A Healthy Fear

A Healthy Fear

Carl Pollard

As Christians we believe in an all powerful God. A God who used words to form the universe. A God who has the power to destroy the world with a flood. A God who is Just and Holy. We fear God because He decides where we will spend eternity. 

If we are Christians, our relationship with God should be filled with Love, respect, praise, and fear. Proverbs 9:10 tells us that fearing the Lord is the beginning of wisdom. The wise person fears God, which means that the foolish do not fear God. Because they lack this fear for God, they continue in sin. They aren’t concerned about what God could do to them. 

This is where our context from Romans 3 comes into play. Mankind naturally desires sin over God. And there will be those, like in Romans 3, that will try to find excuses to continue in sin. Paul gives us the bottom line with this mindset. Romans 3:18 says, “there is no fear of God before their eyes.” He uses phobos, which is where we get our English word “phobia.” Those who live in sin do so because they have no fear of God and His power. 

When we make the choice to live in sin we are saying 3 things about God: 

  1. We truly don’t believe in God 
  2. Or if we do, we don’t think God can do anything
  3. We don’t think God will do anything

Whether we consciously think these or not, when we live in sin, we don’t fear God or the consequences. There’s a man we read about in scripture that perfectly illustrates this mindset. 2 Samuel 11 is one of the most powerful lessons we can read in scripture on sin. David’s sin with Bathsheba shows us the desire of sin, and paints a graphic picture of what sin can do to even the most godly of men. 

David sees Bathsheba bathing on the roof (11:2). He wants her, and pursues his desire. David sinned because in the moment he wanted pleasure over God. 
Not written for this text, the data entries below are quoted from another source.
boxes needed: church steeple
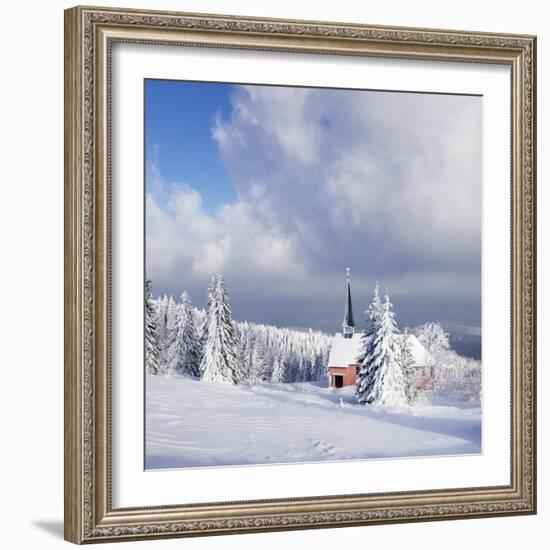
[342,267,355,338]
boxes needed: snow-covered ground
[146,376,481,469]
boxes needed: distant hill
[440,321,481,359]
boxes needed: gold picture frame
[64,7,536,543]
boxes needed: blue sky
[145,80,482,331]
[145,79,236,212]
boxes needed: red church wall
[328,365,357,388]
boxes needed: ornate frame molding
[64,7,536,543]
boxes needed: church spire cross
[342,267,355,338]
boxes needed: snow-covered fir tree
[249,340,271,382]
[156,295,176,374]
[166,292,205,377]
[200,274,242,384]
[356,294,406,405]
[145,279,159,374]
[414,323,451,361]
[357,281,382,365]
[397,334,418,404]
[271,357,286,384]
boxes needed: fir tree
[397,333,418,404]
[271,357,286,384]
[166,292,204,377]
[356,295,406,405]
[200,275,242,384]
[145,279,159,374]
[357,281,382,365]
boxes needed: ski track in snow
[146,376,481,469]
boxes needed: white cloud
[147,86,481,328]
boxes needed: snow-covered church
[328,268,430,388]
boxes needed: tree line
[145,275,332,384]
[355,283,481,405]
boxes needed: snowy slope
[146,376,481,469]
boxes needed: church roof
[328,332,361,367]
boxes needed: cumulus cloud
[147,86,481,330]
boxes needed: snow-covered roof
[328,332,361,367]
[328,332,430,367]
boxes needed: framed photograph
[65,7,536,543]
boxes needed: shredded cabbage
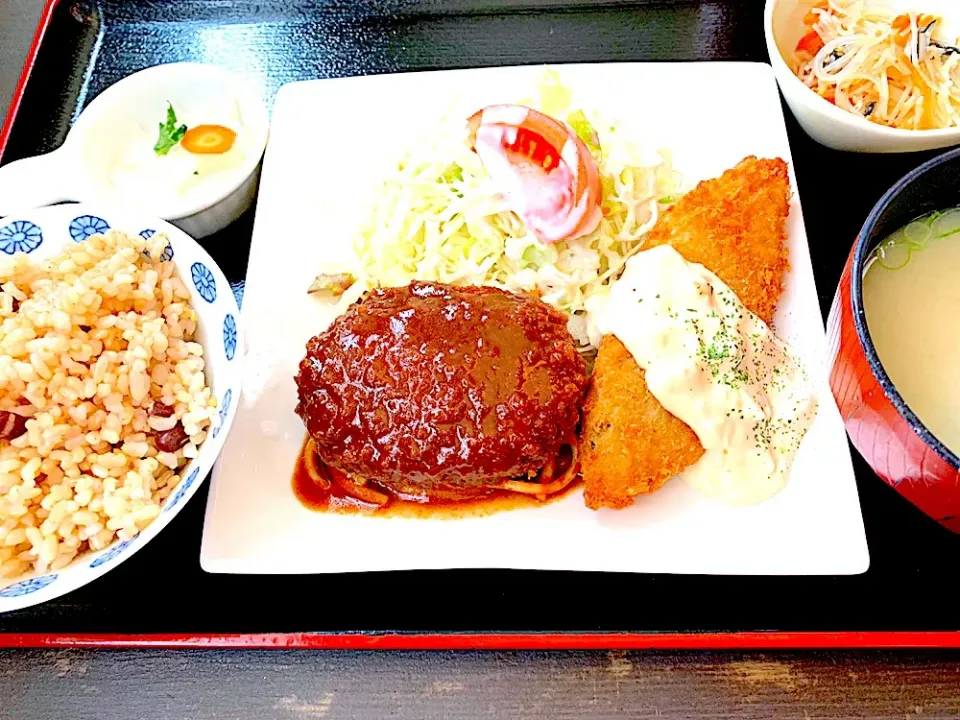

This is the start of David’s intricate plan to cover up what he has done. He tries to get Uriah to go home to his wife. He has Uriah killed so that he can have Bathsheba as his own. David continued to sin because there was no immediate punishment for sleeping with Bathsheba. The entire chapter ends with these words, “but the thing that David had done displeased the Lord.” 

How could such a man of God, someone that is described as “the friend of God” do such a thing? Because in that moment, and the days to follow, David lost his fear of God. It was replaced with deception, lust, and murder. 

It is said of sin that it will take you further than you want to go, keep you longer than you want to stay, and cost you more than you want to pay. We will always be surrounded by a world filled with sin, and the consequences of those sins. 

But a day will come when God will punish those who practice sin, and reward those who are faithful to Him.